View Full Version : Change of web structure - effects on Google Index
splinters
06-20-2005, 09:17 PM
I've recently changed our web site structure from querystring-based URLs (company.com/genericpage.asp?parent=x&child=y), to folder-structured URLs (company.com/parent_x/child_y/pagename.asp. The domain name and page content are both unchanged. For backward compatibility (users' bookmarks, etc), the querystring form of the URL still works. Will this adversely affect the indexing of our site's pages on subsequent googlebot crawls because of the apparent duplicate page content?
If so, what is the best strategy for getting the site fully indexed by its new URL structure?
By the way, no redirect is being used to handle both forms of URL - I'm using a ModRewrite method.
alexo
06-20-2005, 11:03 PM
I've recently changed our web site structure from querystring-based URLs (company.com/genericpage.asp?parent=x&child=y), to folder-structured URLs (company.com/parent_x/child_y/pagename.asp. The domain name and page content are both unchanged. For backward compatibility (users' bookmarks, etc), the querystring form of the URL still works. Will this adversely affect the indexing of our site's pages on subsequent googlebot crawls because of the apparent duplicate page content?

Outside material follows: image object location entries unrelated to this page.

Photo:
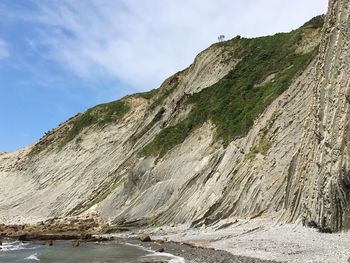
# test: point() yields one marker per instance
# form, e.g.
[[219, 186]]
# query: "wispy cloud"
[[4, 52], [142, 42]]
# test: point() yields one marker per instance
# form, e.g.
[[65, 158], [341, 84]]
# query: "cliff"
[[253, 128]]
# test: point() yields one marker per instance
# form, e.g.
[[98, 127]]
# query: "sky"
[[60, 57]]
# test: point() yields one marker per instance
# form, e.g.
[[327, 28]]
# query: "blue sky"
[[60, 57]]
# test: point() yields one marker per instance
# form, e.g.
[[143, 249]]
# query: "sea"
[[65, 252]]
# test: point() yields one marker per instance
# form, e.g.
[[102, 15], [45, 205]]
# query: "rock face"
[[292, 164], [321, 175]]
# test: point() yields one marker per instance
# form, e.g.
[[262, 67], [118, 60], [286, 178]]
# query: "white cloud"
[[143, 42], [4, 53]]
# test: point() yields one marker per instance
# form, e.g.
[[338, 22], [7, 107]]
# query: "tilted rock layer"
[[291, 165]]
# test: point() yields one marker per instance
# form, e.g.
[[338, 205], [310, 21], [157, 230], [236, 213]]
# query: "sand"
[[261, 239]]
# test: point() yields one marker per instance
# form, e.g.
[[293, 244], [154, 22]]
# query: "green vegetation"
[[263, 147], [316, 22], [147, 95], [156, 118], [234, 102], [167, 89], [100, 115]]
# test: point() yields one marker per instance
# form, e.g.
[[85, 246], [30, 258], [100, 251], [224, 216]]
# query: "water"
[[64, 252]]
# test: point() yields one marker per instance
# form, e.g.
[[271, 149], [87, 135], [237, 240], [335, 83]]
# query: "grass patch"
[[148, 94], [316, 22], [234, 102], [263, 147], [98, 115]]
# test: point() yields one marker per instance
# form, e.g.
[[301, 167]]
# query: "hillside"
[[221, 139]]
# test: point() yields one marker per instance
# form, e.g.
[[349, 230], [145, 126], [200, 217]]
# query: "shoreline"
[[192, 254], [257, 240]]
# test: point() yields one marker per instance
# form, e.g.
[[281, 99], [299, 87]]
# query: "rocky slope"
[[250, 129]]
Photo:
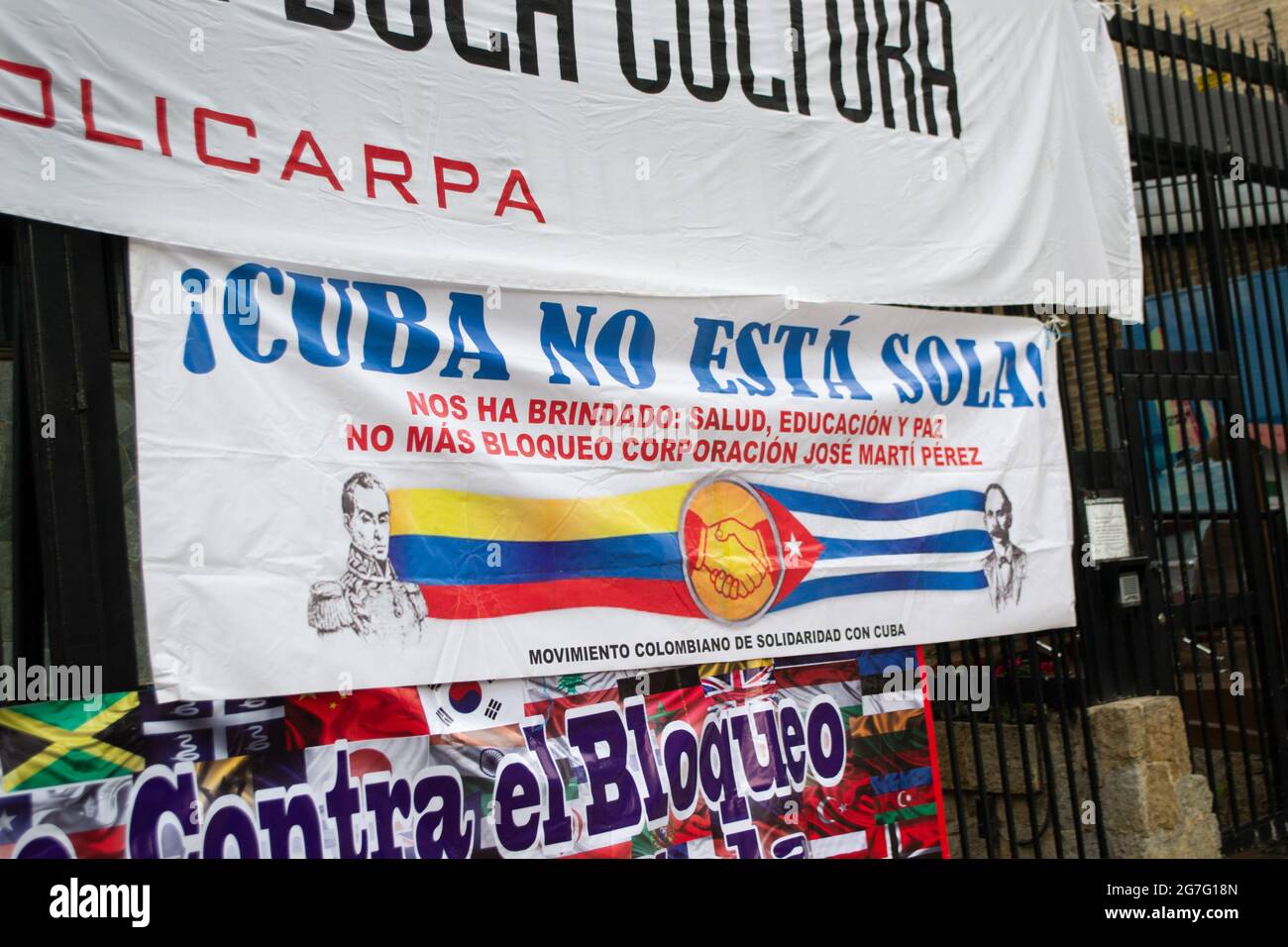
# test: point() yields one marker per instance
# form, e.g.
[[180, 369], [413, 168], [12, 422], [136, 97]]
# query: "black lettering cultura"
[[898, 67]]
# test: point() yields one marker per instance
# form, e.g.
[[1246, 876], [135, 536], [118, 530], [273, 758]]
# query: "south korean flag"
[[472, 705]]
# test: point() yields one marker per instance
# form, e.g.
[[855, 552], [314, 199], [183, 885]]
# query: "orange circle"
[[732, 560]]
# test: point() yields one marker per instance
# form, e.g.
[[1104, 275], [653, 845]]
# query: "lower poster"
[[822, 757]]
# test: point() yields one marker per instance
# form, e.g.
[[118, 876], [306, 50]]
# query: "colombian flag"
[[668, 551]]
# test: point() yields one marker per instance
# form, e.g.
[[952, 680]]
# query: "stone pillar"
[[1150, 801]]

If so, what is the best strategy for getting the site fully indexed by its new URL structure?
By the way, no redirect is being used to handle both forms of URL - I'm using a ModRewrite method.
hmm .. good question.
i'm in the same situation.
Marcia
06-20-2005, 11:21 PM
For Apache you'd have to redirect the old pages to the new server-side. There's a tutorial in the Dynamic Websites Forum here on how to do that. But with IIS it's different - the equivalent is ISAPI rewrite.

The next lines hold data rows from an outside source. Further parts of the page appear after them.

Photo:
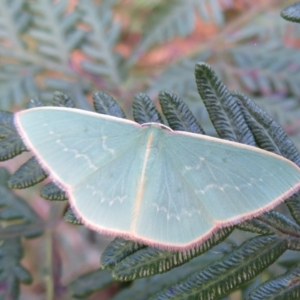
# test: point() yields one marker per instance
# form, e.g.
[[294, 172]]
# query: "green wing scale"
[[165, 188]]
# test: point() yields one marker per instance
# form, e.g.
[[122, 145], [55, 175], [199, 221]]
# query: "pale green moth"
[[165, 188]]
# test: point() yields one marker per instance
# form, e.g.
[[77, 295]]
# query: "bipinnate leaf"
[[29, 174], [223, 108], [11, 144], [178, 114], [144, 288], [70, 217], [268, 134], [105, 104], [144, 110], [88, 283], [11, 271], [118, 250], [13, 207], [286, 286], [150, 261], [292, 13], [236, 268], [256, 226], [34, 102], [62, 100], [293, 204], [280, 222], [52, 192]]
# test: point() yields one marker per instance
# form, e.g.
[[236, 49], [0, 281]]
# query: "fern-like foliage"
[[101, 39], [176, 19], [240, 257], [233, 259], [17, 220]]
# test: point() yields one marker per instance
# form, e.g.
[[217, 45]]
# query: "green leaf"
[[286, 286], [52, 192], [256, 226], [11, 272], [292, 13], [89, 283], [105, 104], [118, 250], [178, 114], [70, 217], [101, 38], [144, 110], [29, 174], [269, 135], [13, 207], [150, 261], [61, 99], [236, 268], [223, 108], [143, 289], [11, 144], [293, 204], [280, 222]]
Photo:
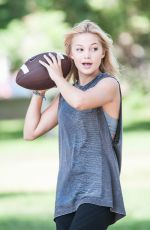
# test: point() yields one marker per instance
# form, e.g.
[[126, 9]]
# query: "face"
[[87, 52]]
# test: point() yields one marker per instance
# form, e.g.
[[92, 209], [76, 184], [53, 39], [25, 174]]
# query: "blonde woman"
[[88, 112]]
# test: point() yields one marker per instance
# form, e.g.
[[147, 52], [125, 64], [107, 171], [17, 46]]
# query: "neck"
[[84, 79]]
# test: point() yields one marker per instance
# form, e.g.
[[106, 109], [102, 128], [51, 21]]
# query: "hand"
[[53, 66]]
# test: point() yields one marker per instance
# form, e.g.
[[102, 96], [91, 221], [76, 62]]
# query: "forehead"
[[85, 38]]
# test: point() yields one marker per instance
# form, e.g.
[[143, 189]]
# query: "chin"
[[89, 73]]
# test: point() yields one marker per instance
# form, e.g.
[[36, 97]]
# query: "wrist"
[[38, 93]]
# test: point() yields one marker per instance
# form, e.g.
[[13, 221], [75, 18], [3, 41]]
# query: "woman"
[[88, 112]]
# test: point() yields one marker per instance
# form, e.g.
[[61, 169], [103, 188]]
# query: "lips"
[[87, 64]]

What you want to do is redirect those URLs server-side, which is transparent to user agents. That will avoid turning up with duplicate content.
splinters
06-20-2005, 11:31 PM
Thanks Marcia. I'm actually using Context.ReWritePath() in ASP.NET, which is doing the same thing as ISAPI Rewrite, to transparently map the folder-structured URLs to their querystring-style equivalents. That's not my concern. Google has already indexed the site using the querystring-style URLs, but now the site is accessed using the folder-structured ones. Won't the crawler recognize identical content for 2 different URLs and hence not index the new-style (folder-structured) URLs?
kool aussie
06-21-2005, 12:45 AM
Splinters, I've recently done something similar and used robots.txt to tell search engines not to index the old company.com/genericpage.asp?parent=x&child=y (except I'm using php). Google, instead of dropping these has put the 'php' pages into it's supplemental index which may be causing a 'duplicate page' penalty as my site suffered a major drop in the burbon update.

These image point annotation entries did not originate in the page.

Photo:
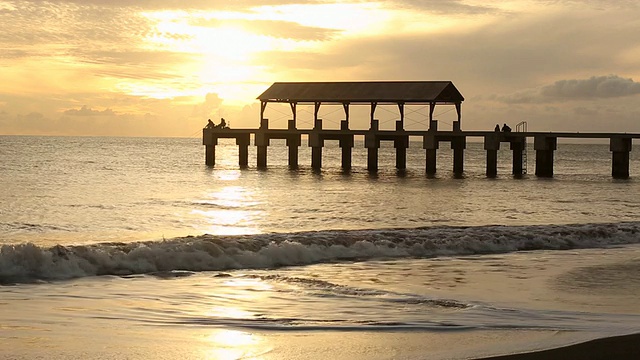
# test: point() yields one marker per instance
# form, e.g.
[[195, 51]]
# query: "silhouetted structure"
[[399, 93]]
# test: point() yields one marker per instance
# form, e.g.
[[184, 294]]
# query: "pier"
[[431, 93]]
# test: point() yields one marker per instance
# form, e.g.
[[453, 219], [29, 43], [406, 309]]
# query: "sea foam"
[[30, 263]]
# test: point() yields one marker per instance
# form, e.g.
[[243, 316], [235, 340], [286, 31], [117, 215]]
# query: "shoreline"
[[621, 347]]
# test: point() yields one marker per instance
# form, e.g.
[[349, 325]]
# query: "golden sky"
[[162, 67]]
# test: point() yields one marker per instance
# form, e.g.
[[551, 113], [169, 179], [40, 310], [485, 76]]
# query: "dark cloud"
[[595, 87]]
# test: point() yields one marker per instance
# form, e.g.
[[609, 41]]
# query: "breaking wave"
[[30, 263]]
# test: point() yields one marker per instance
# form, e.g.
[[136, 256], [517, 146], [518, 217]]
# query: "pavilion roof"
[[391, 92]]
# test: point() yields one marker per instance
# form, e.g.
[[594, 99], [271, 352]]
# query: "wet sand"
[[619, 348]]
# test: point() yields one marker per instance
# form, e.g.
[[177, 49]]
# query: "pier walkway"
[[431, 93]]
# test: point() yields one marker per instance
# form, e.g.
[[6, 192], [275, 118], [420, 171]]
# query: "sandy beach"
[[618, 347]]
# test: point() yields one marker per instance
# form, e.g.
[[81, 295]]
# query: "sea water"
[[133, 248]]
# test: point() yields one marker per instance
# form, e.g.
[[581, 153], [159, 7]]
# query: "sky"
[[163, 67]]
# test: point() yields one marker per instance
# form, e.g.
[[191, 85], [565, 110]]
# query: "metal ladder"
[[522, 127]]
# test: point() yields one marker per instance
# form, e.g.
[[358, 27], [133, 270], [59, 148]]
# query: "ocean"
[[132, 248]]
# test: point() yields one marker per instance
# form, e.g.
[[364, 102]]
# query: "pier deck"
[[545, 143], [401, 94]]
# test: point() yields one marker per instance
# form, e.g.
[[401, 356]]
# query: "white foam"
[[28, 262]]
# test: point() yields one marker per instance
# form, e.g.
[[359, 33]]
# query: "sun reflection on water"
[[234, 344], [228, 210]]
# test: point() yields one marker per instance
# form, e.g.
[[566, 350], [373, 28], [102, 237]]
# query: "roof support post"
[[456, 124], [293, 110], [316, 109], [345, 106], [263, 106], [373, 111], [432, 108], [401, 109]]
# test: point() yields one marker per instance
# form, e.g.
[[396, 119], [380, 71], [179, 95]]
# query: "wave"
[[31, 263]]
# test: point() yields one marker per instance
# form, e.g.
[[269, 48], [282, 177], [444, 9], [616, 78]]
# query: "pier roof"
[[391, 92]]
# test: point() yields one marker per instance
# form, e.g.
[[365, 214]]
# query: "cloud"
[[86, 111], [444, 6], [595, 87]]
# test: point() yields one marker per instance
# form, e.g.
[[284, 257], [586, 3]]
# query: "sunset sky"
[[162, 67]]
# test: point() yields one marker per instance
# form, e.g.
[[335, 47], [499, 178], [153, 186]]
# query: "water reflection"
[[235, 344], [226, 211]]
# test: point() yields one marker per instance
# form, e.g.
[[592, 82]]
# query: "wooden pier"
[[401, 93]]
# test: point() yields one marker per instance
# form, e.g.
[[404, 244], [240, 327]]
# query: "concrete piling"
[[544, 146], [620, 148]]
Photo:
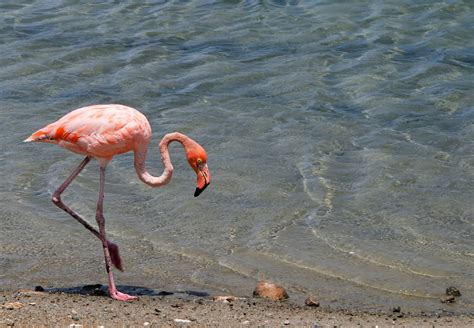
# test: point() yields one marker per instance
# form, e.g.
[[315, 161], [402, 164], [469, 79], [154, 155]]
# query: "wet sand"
[[25, 308]]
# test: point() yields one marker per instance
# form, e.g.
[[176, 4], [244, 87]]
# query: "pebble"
[[448, 299], [225, 299], [39, 289], [12, 306], [312, 301], [270, 290], [453, 291], [8, 322]]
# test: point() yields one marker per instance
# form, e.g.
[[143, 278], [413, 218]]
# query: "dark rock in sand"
[[94, 290], [448, 299], [453, 291], [312, 301], [271, 291], [39, 289]]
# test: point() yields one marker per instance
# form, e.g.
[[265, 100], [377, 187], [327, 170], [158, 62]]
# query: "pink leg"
[[114, 293], [114, 252]]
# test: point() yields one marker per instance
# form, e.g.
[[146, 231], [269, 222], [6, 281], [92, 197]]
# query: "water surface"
[[339, 134]]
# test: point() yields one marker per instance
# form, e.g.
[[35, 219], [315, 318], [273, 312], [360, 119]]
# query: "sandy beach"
[[27, 308]]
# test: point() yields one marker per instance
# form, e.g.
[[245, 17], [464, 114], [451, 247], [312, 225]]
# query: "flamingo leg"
[[56, 199], [114, 293]]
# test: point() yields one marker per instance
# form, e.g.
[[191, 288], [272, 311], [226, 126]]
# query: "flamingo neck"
[[165, 177]]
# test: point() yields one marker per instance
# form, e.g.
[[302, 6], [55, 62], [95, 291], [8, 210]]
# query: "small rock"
[[7, 322], [12, 306], [270, 290], [453, 291], [448, 299], [312, 301], [225, 299], [39, 289]]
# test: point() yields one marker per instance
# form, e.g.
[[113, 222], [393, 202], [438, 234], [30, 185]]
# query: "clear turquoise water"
[[339, 133]]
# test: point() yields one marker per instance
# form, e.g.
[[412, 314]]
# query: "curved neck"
[[140, 158]]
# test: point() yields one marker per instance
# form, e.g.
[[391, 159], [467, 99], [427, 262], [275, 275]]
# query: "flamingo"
[[101, 132]]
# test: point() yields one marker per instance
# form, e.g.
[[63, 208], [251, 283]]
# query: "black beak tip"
[[198, 191]]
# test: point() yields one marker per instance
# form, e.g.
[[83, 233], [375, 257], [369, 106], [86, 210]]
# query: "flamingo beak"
[[203, 180]]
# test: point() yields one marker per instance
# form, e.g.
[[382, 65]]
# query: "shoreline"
[[21, 308]]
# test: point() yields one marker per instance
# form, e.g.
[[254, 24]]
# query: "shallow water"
[[339, 135]]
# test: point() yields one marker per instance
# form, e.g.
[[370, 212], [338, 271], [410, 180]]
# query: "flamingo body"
[[101, 132]]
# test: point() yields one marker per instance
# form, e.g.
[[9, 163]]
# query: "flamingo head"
[[197, 159]]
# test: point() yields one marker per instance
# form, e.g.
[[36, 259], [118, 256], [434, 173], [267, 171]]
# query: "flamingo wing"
[[99, 130]]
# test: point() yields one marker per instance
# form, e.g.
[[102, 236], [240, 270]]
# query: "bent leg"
[[114, 293], [56, 199]]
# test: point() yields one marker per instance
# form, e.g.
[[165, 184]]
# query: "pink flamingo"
[[102, 131]]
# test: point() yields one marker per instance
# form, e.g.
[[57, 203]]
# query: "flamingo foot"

In some cases these 'php' pages no longer exist due the way I've rewritten the website but google still lists them in its supplemental index, in fact they also include pages in the supplemental index which i've specifically disallowed in the robots.txt file.
Does anyone know another way to stop google adding pages to the supplemental index. Google now says i have over 80,000 pages in my site (site:domain.com) when it should be only about half that.